In the July 7 judgment, Justice Glasgow declared, pursuant to section 101 of the Grenada Constitution Order 1973, that Ventose’s appointment is “unconstitutional, null, void and of no effect as he did not meet the qualification requirements set out in Section 5(2) of the Courts Order.
The court, however, held that no issue had been raised concerning Justice Ventose’s “competence, his extensive knowledge of the law, or his widely recognised legal accomplishments”.
Justice Glasgow noted that Bristol had reiterated that position during the hearing.
“The evidence further suggests that, until the Search Committee raised its concerns, the JLSC, Justice Ventose, the Court, the members of the Search Committee, and the public whom he served all proceeded on the common understanding that his appointment was valid.
“There is therefore no basis upon which to conclude that Justice Ventose knew, or ought reasonably to have known, that he was unlawfully occupying the office to which he had been appointed.”
The judge ruled that the de facto officer doctrine applies to the proceedings in which he has sat and to the judgments he has delivered in those matters.
“Those proceedings and judgments are therefore not rendered invalid by reason only of the defect in his appointment,” Justice Glasgow ruled, meaning that Justice Ventose’s ruling in the vaccine mandate and all other cases stand, unless overturned by another court.”
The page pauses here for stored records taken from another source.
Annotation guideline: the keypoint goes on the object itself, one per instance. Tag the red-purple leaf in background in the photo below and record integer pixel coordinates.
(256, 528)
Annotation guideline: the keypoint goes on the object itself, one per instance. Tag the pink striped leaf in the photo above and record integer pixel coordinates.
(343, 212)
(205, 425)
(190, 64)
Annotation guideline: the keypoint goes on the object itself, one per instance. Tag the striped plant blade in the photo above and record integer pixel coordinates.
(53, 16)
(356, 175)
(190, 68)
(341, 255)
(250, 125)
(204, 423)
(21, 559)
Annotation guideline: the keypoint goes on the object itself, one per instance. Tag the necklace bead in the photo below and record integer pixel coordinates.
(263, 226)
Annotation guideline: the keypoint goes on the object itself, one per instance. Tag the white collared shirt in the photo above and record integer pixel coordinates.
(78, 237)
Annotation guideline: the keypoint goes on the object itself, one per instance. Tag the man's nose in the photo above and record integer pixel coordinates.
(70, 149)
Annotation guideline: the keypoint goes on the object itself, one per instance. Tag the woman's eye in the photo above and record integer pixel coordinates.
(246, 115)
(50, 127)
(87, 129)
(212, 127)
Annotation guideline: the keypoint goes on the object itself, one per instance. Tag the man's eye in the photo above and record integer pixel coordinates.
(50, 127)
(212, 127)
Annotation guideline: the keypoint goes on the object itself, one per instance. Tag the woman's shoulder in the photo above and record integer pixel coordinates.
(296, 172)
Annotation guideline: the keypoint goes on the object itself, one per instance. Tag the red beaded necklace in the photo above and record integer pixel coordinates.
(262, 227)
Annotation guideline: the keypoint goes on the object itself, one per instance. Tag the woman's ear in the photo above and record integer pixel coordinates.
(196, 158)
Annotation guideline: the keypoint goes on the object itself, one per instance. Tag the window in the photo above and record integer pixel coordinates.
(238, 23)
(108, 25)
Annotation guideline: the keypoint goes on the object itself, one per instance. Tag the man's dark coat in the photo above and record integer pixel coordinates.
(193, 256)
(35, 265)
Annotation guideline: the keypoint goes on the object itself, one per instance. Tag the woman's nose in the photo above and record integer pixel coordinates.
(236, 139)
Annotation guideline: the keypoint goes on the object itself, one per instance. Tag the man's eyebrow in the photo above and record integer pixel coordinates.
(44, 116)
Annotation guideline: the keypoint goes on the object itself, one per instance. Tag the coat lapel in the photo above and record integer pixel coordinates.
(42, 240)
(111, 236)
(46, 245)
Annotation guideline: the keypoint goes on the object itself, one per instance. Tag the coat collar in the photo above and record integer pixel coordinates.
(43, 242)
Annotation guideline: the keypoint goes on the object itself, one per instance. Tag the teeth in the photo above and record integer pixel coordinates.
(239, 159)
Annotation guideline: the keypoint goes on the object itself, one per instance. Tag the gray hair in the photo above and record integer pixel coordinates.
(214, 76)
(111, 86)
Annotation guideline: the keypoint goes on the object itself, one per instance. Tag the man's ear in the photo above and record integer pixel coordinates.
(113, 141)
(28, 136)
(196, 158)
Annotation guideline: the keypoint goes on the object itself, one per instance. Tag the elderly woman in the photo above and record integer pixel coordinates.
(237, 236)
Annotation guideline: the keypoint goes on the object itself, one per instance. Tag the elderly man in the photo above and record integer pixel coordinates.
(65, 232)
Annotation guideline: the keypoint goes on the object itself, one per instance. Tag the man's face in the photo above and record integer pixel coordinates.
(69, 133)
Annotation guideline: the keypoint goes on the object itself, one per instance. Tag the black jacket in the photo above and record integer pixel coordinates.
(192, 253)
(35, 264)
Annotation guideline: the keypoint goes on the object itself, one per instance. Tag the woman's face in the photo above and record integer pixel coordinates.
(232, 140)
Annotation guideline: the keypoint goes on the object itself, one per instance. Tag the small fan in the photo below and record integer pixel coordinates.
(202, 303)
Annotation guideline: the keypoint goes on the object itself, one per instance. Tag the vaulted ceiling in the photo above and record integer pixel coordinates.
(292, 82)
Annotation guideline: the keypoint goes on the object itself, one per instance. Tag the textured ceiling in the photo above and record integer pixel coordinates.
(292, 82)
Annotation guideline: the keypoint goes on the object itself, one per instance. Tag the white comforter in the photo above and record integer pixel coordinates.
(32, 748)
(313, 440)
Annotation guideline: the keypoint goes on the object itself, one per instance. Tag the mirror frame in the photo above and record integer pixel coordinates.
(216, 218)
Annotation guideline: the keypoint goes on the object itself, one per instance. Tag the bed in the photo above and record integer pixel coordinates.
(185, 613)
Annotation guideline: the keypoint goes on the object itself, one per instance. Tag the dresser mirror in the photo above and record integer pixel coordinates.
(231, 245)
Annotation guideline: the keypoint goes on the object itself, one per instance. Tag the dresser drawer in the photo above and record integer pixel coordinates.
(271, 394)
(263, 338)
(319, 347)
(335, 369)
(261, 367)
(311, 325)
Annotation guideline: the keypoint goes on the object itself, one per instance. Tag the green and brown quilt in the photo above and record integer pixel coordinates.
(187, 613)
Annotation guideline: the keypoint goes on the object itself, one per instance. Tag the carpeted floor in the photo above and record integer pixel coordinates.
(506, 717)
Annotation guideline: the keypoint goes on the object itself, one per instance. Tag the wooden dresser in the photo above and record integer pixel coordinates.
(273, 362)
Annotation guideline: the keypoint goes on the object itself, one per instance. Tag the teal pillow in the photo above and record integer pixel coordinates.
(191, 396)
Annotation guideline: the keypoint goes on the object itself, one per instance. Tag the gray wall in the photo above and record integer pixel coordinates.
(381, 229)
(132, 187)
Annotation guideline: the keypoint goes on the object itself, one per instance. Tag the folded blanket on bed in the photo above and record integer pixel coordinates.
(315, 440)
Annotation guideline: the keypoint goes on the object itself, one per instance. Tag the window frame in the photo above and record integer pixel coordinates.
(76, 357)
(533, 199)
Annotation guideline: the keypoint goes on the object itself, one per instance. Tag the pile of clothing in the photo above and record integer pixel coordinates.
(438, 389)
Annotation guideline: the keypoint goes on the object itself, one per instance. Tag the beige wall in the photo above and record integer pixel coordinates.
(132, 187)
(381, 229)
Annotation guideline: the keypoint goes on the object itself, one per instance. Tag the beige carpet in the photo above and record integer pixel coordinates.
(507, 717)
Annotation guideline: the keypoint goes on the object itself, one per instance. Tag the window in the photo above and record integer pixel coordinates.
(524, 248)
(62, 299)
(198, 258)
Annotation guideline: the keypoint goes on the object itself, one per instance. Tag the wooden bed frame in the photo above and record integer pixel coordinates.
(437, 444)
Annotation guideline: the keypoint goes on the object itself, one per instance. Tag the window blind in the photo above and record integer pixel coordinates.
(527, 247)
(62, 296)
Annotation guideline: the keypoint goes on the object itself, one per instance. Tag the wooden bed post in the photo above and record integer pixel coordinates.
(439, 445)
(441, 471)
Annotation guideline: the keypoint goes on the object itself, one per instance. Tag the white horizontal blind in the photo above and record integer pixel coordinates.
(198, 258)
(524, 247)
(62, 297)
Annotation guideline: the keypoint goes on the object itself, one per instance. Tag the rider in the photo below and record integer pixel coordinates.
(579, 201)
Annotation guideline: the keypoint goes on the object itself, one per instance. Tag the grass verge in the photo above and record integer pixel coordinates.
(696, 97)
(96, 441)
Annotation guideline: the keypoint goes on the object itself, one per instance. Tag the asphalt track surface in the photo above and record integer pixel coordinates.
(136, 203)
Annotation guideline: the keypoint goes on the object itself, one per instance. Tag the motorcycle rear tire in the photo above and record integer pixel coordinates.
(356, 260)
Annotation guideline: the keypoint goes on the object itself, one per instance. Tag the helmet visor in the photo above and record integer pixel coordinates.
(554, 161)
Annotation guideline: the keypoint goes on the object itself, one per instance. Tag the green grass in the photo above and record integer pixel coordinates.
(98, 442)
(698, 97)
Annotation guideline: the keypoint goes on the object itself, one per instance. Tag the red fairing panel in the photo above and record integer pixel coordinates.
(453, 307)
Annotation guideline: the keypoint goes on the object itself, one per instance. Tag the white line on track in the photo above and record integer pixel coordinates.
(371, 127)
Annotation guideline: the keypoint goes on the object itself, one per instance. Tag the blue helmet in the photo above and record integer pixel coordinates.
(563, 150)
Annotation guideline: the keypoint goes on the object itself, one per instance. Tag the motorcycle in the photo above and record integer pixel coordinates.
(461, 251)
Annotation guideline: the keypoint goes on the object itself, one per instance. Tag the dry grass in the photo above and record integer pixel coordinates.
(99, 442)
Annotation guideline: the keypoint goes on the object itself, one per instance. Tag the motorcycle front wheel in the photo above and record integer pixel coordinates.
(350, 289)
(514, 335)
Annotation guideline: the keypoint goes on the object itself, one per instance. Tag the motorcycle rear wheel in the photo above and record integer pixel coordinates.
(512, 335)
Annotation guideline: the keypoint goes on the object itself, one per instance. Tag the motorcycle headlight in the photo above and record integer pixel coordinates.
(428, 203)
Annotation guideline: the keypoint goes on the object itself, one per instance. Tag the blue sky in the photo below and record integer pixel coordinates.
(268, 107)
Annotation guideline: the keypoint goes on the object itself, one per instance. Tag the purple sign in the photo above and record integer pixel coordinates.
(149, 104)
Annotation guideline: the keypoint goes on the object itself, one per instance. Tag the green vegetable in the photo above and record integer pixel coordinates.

Bristol’s case was essentially that the Supreme Court Order, which establishes the ECSC, says that a person shall not be qualified to be appointed as Chief Justice or a Justice of Appeal unless:
(i) he has been for a period or periods amounting in the aggregate to not less than five years a judge of a court of unlimited jurisdiction in civil and criminal matters in some part of the Commonwealth or a court having jurisdiction in appeals from such a court; or
(ii) he is qualified to practise as an advocate in such a court, and has so practised, for a period of, or periods amounting in the aggregate to, not less than 15 years;
All parties agreed that Justice Ventose has not “… been for a period or periods amounting in the aggregate to not less than five years a judge of a court of unlimited jurisdiction in civil and criminal matters in some part of the Commonwealth or a court having jurisdiction in appeals from such a court.”
The central issue, therefore, was whether Justice Ventose’s appointment was made in accordance with the requirements.
More specifically, the dispute brought into sharp focus the meaning and scope of the terms “advocate” and “has so practised” as they appear in the relevant section of the law.
Bristol’s case was that the JLSC acted unlawfully and in breach of the law when it appointed Justice Ventose to the Court of Appeal on Jan. 8, 2024.
Bristol argued that Justice Ventose had not “so practised” as an advocate for the requisite period of 15 years at the time of his appointment.
The JLSC maintains the contrary position. It stood by its decision, asserting that it
complied with the relevant section of the law by satisfying itself that Justice Ventose had practised as an advocate for the prescribed period of 15 years prior to his appointment to the Court of Appeal.
For his part, Justice Ventose aligned himself with the JLSC’s stance. He firmly declares that he satisfied the 15-year practice requirement stipulated by the Constitution and that, consequently, the JLSC lawfully appointed him to the office of Justice of Appeal.